Malleus Maleficarum
Malleus Maleficarum En el mismo sentido, los Doctores señalan que hay cinco modos en que el poder del demonio es obstaculizado en todo o en parte. Primero mediante un límite fijado por Dios a su poder, como se ve en Job, I y a. Otro ejemplo es el caso del hombre del cual leímos en el Formicarius de Nider, quien confesó a un juez que había llamado al demonio para poder matar a un enemigo suyo, o causarle daño físico, o herirlo de muerte por un rayo. Y dijo: «Cuando invoqué al demonio para cometer semejante hecho con su ayuda, me respondió que no podía hacer ninguna de esas cosas, porque el hombre tenía buena fe y se defendía con diligencia, con la señal de la cruz; y que por lo tanto no podía dañarlo en su cuerpo, sino que lo más que podía hacer era destruir la undécima parte de los frutos de sus tierras».
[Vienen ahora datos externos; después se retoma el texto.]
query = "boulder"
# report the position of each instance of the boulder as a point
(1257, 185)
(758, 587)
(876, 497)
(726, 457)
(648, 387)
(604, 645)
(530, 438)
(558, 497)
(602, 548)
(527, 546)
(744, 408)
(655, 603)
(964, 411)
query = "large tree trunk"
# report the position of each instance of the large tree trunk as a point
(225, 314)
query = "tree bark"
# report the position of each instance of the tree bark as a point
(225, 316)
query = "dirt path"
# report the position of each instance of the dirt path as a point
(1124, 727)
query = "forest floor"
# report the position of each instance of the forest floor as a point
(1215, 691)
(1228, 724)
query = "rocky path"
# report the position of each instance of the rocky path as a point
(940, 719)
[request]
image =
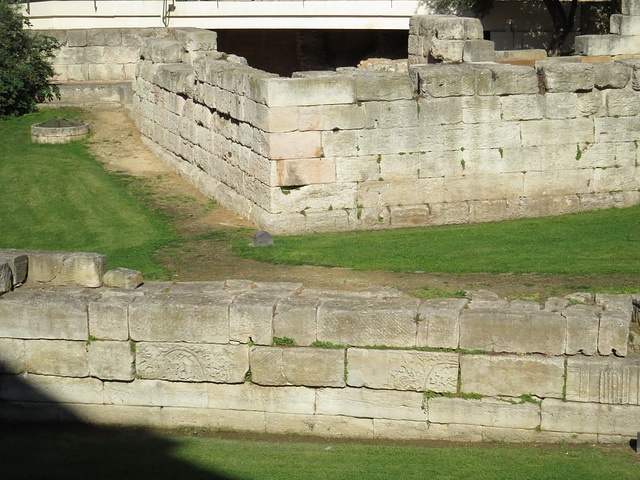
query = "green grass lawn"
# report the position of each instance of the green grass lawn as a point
(57, 452)
(600, 242)
(57, 197)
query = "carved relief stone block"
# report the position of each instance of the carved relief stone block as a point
(402, 370)
(603, 380)
(192, 362)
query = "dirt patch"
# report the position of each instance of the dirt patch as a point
(116, 142)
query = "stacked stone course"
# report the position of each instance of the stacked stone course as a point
(207, 354)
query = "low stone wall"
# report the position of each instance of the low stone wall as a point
(355, 149)
(280, 358)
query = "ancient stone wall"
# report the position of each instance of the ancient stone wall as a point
(281, 358)
(355, 149)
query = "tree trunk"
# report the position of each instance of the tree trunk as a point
(563, 22)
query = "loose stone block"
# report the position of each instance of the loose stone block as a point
(29, 314)
(303, 366)
(487, 411)
(439, 325)
(295, 318)
(66, 268)
(513, 332)
(566, 77)
(512, 375)
(123, 278)
(329, 90)
(402, 370)
(360, 402)
(180, 318)
(18, 263)
(603, 380)
(251, 318)
(43, 389)
(390, 322)
(582, 329)
(247, 397)
(57, 357)
(574, 417)
(192, 362)
(111, 360)
(156, 393)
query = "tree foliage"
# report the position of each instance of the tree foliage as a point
(25, 63)
(562, 15)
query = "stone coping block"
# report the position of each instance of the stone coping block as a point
(512, 375)
(169, 317)
(18, 264)
(302, 366)
(65, 268)
(509, 331)
(186, 362)
(488, 412)
(32, 314)
(403, 370)
(390, 322)
(603, 380)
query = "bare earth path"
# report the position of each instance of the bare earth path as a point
(116, 143)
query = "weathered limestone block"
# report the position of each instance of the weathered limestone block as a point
(111, 360)
(559, 416)
(622, 102)
(442, 80)
(402, 370)
(362, 402)
(28, 314)
(512, 375)
(329, 90)
(295, 317)
(66, 268)
(192, 362)
(319, 425)
(479, 51)
(251, 317)
(624, 24)
(250, 397)
(303, 366)
(566, 77)
(196, 39)
(6, 278)
(180, 318)
(123, 278)
(439, 325)
(486, 411)
(501, 79)
(611, 75)
(56, 357)
(156, 393)
(11, 355)
(582, 329)
(123, 415)
(513, 332)
(390, 322)
(42, 388)
(18, 263)
(603, 380)
(161, 50)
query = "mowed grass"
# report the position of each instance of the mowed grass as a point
(57, 197)
(80, 453)
(599, 242)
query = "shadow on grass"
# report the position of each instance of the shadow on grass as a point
(66, 448)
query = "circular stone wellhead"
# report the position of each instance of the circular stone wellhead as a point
(59, 130)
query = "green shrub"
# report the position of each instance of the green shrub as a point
(25, 68)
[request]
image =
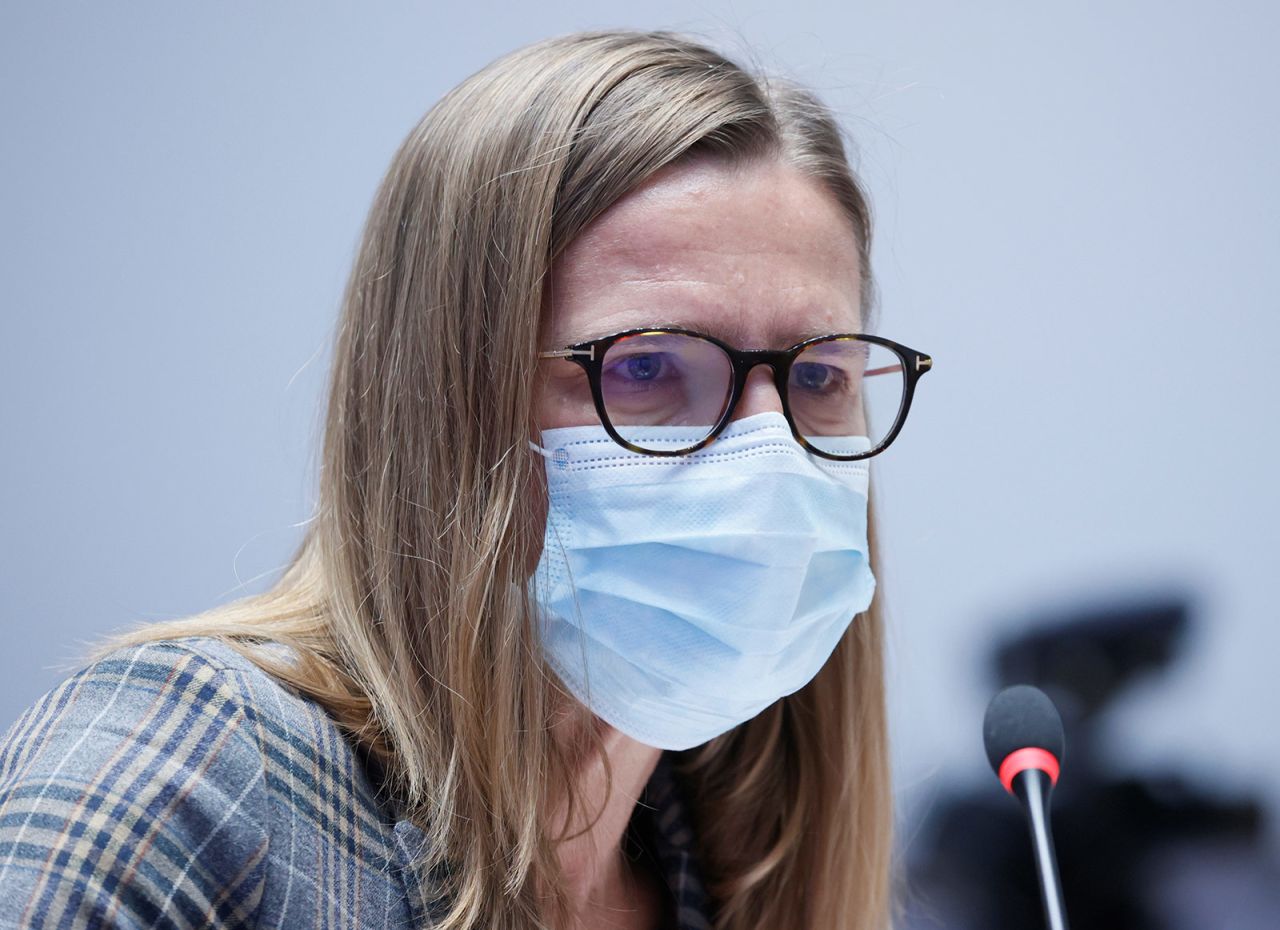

Segundo, es obstaculizado por la aplicación de alguna fuerza exterior, como en el caso del asno de Balaam, Números, XXIII Tercero, por algún milagro de poder de ejecución exterior. Y hay algunos bendecidos con un privilegio singular, como se mostrará más adelante, en el caso de la tercera clase de hombres que no pueden ser embrujados. Cuarto, por la buena providencia de Dios, Quien dispone de cada cosa de diversos modos, y hace que un ángel bueno se interponga en el camino del demonio, como cuando Asmodeo mató a los siete esposos de la Virgen Sara, pero no mató a Tobías.